(05.03 MC) Determine which system will produce infinitely many solutions. \( \begin{array}{l}2 x+5 y=24 \\ 2 x+5 y=42\end{array} \) \( \begin{array}{l}\text { Ox } \\ 6 x+5 y=11 \\ -8 x+6 y=-18\end{array} \) \( \begin{array}{l}\text { O } 2 x-3 y=9 \\ -2 x+3 y=-7\end{array} \)
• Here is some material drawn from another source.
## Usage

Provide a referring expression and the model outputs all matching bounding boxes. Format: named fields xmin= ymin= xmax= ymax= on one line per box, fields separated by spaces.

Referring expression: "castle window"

To determine which system of equations will produce infinitely many solutions, we need to check if the two equations in each system are identical or if they represent the same line. Let's analyze each system of equations: 1. \( \begin{array}{l}2x + 5y = 24 \\ 2x + 5y = 42\end{array} \) In this system, both equations are identical, which means they represent the same line. Therefore, this system will produce infinitely many solutions. 2. \( \begin{array}{l}6x + 5y = 11 \\ -8x + 6y = -18\end{array} \) To check if these equations represent the same line, we can multiply the first equation by 2 and the second equation by 3 to make the coefficients of \(x\) and \(y\) the same: \( 12x + 10y = 22 \) \( -24x + 18y = -54 \) Now, we can see that the coefficients of \(x\) and \(y\) are the same, but the constants are different. This means that these equations do not represent the same line, and therefore, this system will not produce infinitely many solutions. 3. \( \begin{array}{l}2x - 3y = 9 \\ -2x + 3y = -7\end{array} \) To check if these equations represent the same line, we can add the two equations together to eliminate the variable \(x\): \( (2x - 3y) + (-2x + 3y) = 9 + (-7) \) \( 0 = 2 \) This result is a contradiction, which means that these equations do not represent the same line. Therefore, this system will not produce infinitely many solutions. In conclusion, the first system of equations will produce infinitely many solutions.